One email showed Spinner complaining about another official: "How hard is this? What is he waiting for?" 

Other emails showed Spinner writing "I have OVP (the office of the Vice President) and WH (the White House) breathing down my neck on this." 

"Hopefully this might spur (the Office of Mangement and Budget) a little faster to help the closing," Spinner wrote in another email. 

Spinner was also talking about a "big event" with "golden shovels, bulldozers, hardhats, etc" at Solyndra headquarters in California to showcase the groundbreaking, according to the emails. 

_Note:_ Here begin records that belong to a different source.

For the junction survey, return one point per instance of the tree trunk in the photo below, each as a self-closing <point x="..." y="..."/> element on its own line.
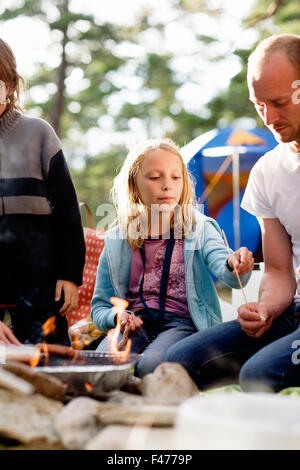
<point x="59" y="101"/>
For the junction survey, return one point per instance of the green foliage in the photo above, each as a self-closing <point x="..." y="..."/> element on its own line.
<point x="88" y="50"/>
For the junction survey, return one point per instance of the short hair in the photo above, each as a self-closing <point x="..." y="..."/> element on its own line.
<point x="9" y="74"/>
<point x="288" y="44"/>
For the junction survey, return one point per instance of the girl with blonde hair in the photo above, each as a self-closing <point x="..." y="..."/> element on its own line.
<point x="159" y="256"/>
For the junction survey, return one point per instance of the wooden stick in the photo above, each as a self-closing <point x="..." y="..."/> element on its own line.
<point x="124" y="340"/>
<point x="238" y="278"/>
<point x="237" y="274"/>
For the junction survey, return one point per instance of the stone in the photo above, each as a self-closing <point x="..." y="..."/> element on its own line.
<point x="137" y="414"/>
<point x="169" y="384"/>
<point x="42" y="383"/>
<point x="28" y="418"/>
<point x="78" y="422"/>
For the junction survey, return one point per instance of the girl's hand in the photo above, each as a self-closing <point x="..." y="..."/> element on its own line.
<point x="134" y="323"/>
<point x="241" y="261"/>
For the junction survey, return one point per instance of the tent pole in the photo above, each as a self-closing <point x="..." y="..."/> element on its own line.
<point x="236" y="198"/>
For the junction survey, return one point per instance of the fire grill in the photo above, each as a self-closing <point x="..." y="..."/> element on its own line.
<point x="90" y="372"/>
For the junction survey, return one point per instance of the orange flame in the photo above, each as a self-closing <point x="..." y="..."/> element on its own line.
<point x="113" y="335"/>
<point x="49" y="326"/>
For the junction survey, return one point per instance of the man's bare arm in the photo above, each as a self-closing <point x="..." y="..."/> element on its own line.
<point x="278" y="285"/>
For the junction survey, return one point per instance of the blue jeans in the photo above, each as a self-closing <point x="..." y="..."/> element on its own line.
<point x="224" y="353"/>
<point x="155" y="338"/>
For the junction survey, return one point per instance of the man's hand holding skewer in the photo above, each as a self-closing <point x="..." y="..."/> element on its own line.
<point x="254" y="318"/>
<point x="241" y="261"/>
<point x="133" y="323"/>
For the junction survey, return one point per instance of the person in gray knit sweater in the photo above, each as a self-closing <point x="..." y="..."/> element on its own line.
<point x="42" y="248"/>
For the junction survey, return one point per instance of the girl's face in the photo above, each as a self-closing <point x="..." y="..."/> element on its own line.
<point x="159" y="179"/>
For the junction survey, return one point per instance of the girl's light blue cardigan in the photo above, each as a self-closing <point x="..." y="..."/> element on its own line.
<point x="204" y="251"/>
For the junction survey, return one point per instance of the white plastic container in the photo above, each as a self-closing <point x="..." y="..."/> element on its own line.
<point x="254" y="421"/>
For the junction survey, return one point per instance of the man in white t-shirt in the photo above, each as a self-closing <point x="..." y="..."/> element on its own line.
<point x="263" y="345"/>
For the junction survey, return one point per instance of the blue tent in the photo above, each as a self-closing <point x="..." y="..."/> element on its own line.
<point x="204" y="156"/>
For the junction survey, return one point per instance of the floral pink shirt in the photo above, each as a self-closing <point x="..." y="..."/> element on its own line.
<point x="176" y="300"/>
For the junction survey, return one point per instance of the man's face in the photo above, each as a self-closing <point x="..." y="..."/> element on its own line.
<point x="270" y="88"/>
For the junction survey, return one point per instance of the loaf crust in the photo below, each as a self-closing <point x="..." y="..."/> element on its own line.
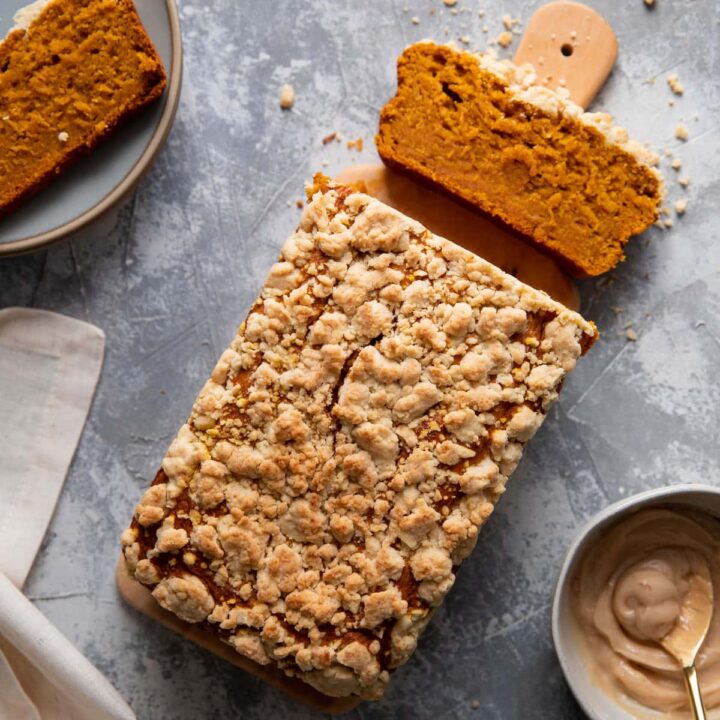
<point x="524" y="155"/>
<point x="350" y="443"/>
<point x="79" y="70"/>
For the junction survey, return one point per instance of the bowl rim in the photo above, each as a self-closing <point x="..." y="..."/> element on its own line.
<point x="600" y="519"/>
<point x="138" y="170"/>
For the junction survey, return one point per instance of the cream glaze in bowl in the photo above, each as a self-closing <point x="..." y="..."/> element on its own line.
<point x="594" y="701"/>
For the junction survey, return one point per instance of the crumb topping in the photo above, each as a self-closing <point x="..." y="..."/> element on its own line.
<point x="338" y="464"/>
<point x="287" y="97"/>
<point x="523" y="81"/>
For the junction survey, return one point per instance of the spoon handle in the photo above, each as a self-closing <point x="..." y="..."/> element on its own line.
<point x="696" y="704"/>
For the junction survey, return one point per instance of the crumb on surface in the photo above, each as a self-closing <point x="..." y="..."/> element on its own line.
<point x="287" y="97"/>
<point x="675" y="84"/>
<point x="504" y="39"/>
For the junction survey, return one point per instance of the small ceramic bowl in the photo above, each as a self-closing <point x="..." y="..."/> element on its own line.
<point x="596" y="704"/>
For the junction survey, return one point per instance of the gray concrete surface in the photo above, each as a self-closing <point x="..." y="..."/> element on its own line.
<point x="169" y="278"/>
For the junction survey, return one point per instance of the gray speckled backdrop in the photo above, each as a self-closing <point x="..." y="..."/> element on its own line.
<point x="171" y="275"/>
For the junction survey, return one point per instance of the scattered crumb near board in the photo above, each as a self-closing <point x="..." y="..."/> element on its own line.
<point x="287" y="97"/>
<point x="675" y="84"/>
<point x="504" y="39"/>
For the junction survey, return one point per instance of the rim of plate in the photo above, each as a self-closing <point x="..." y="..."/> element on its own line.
<point x="133" y="177"/>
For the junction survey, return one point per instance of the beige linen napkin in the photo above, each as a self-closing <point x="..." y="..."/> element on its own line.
<point x="49" y="366"/>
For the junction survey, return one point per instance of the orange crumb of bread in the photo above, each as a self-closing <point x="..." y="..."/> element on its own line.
<point x="552" y="178"/>
<point x="81" y="68"/>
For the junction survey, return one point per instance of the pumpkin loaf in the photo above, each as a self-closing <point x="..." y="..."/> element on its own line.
<point x="70" y="72"/>
<point x="525" y="155"/>
<point x="350" y="443"/>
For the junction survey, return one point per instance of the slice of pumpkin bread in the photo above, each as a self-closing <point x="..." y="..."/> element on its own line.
<point x="477" y="128"/>
<point x="70" y="72"/>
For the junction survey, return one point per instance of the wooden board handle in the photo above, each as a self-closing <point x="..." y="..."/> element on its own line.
<point x="571" y="46"/>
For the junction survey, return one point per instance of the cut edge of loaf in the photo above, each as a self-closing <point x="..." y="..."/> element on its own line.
<point x="139" y="597"/>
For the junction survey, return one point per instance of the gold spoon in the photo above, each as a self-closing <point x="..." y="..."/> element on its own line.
<point x="685" y="639"/>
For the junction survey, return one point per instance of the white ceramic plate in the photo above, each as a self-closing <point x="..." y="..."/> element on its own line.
<point x="102" y="179"/>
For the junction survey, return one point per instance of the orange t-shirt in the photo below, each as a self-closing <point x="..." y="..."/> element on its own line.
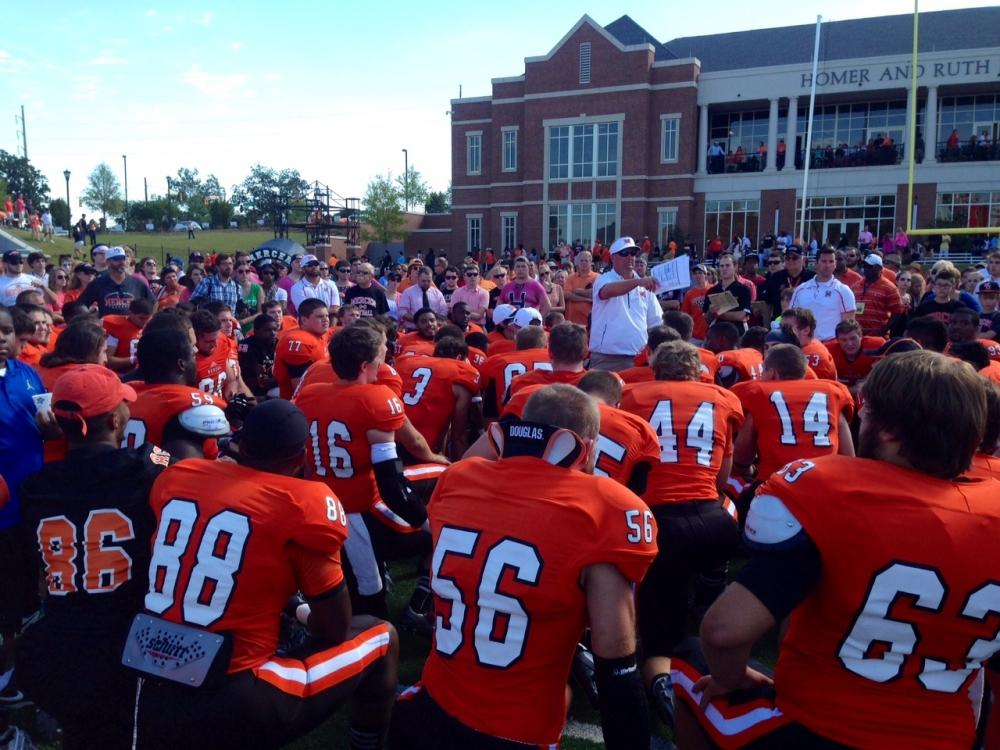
<point x="695" y="423"/>
<point x="295" y="351"/>
<point x="500" y="369"/>
<point x="339" y="453"/>
<point x="427" y="392"/>
<point x="506" y="652"/>
<point x="156" y="405"/>
<point x="266" y="537"/>
<point x="794" y="418"/>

Other emails refer to Ron Klain, then Vice President Biden's chief of staff, suggesting that then-White House Chief of Staff Rahm Emanuel wanted President Obama himself to appear at the groundbreaking. 

"Ron said this morning that the POTUS definitely wants to do this (or Rahm definitely wants the POTUS to do this ?)," one White House official wrote on Aug. 17, 2009, referring to the president by a common Beltway acronym. 

In the end, the loan was approved, but Obama did not go to the groundbreaking on Sept. 4, 2009. Instead Biden appeared via satellite. 

Another big point in the new emails is that administration officials told the Energy Department in early 2011 that they should consult with the Justice Department before restructuring Solyndra's loan in a way that put private investors ahead of taxpayers in case of a bankruptcy. 

But the emails show that lawyers at the Energy Department moved ahead with the restructuring in February 2011 without ever consulting with the Justice Department. Private investors put up another $150 million in capital, and half of it was put to the front of the line ahead of taxpayers receiving their money in case of a failure. 

"In February, we requested in writing that DOE seek the Department of Justice's approval of any proposed restructuring," Treasury official Mary Miller wrote on Aug. 17, 2011, to Zients. "To our knowledge that never happened."